Some of what happens to us may happen as a group but unlike many cultures in the East where most people have a collective mentality and the group tends to rise and fall together, in the United States emphasis is placed so much on INDIVIDUALISM that even if you belong to an oppressed group you as an individual still can often have opportunities to prosper.

There will ALWAYS be atleast some AfroAmericans who find a way to make money and live nicely.
Even during slavery you had some doing well.

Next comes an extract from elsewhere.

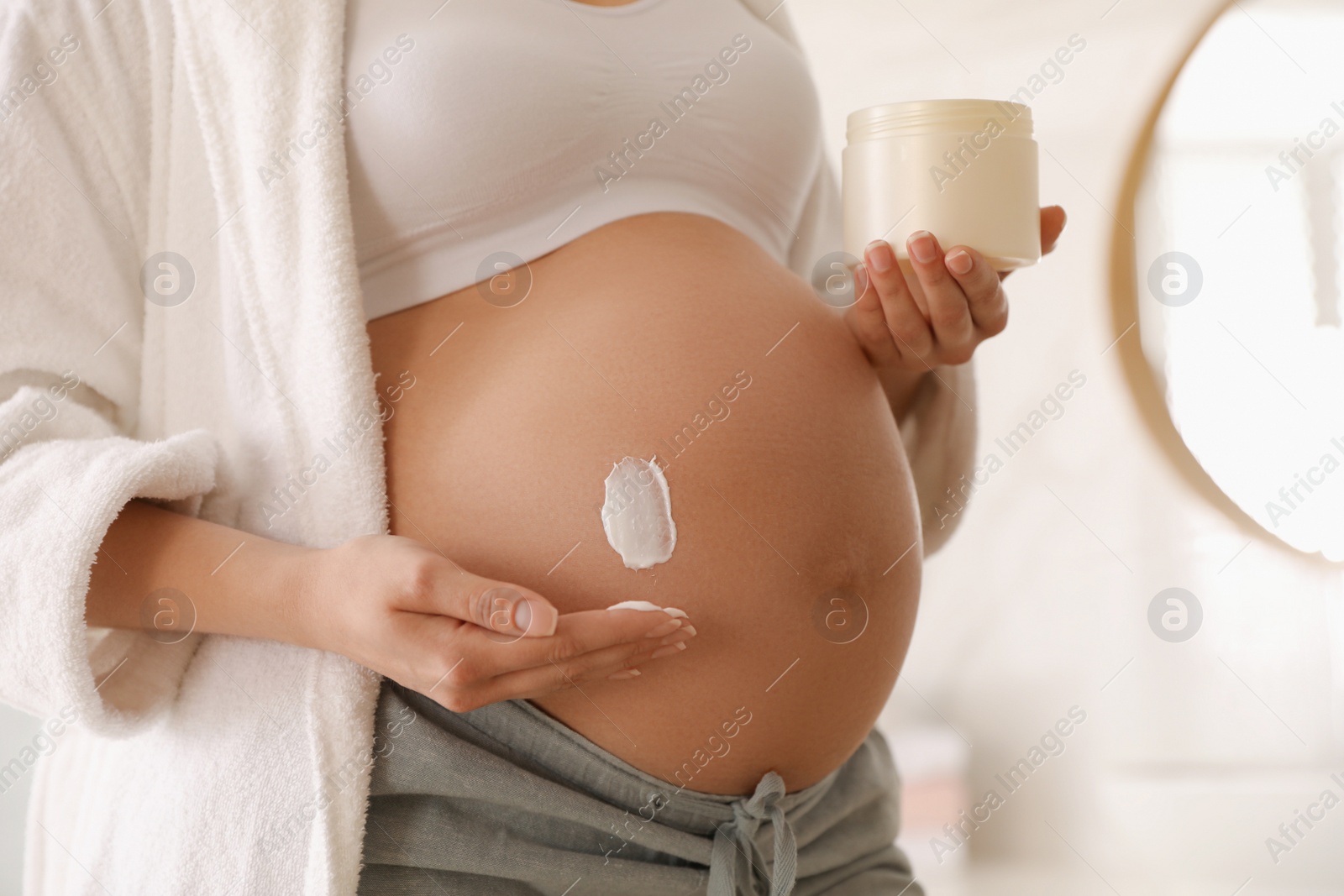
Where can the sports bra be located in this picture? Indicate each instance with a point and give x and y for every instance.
(491, 129)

And I'm not talking about those who sold out or collaborated with slave masters, but those who just found a nice little "niche" and focused on it until they became successful.

Look at Madame CJ Walker....a BLACK WOMAN who managed to get rich and do well for herself at a time when not only Black folks were oppressed but women of all races were too.

You're right about the need for Black men to change their mentality and how they view themselves as a necessary part for improvement.
A good example of this can be seen when comparing AfroAmericans with AFRICANS from places like Senegal, Nigeria, and Ghana.

Africans tend to do better in school, earn higher incomes, and have far less social and family problems than AfroAmericans despite the fact that they are not only Black but most of the time tend to be BLACKER than most AfroAmericans!

So obviously much of what's happening with us isn't do to racism only but also involves our line of thinking.

It's really a balance.......

AfroAmericans as a group must unite and change our way of thinking in order to prosper as a people.....both male AND female; but as an individual you should maintain a strong relationship with The Supreme Being and adhere to certain life principles in order to foster your own success.


Am I the only person who thinks the person pictured on the book cover looks a bit like a woman?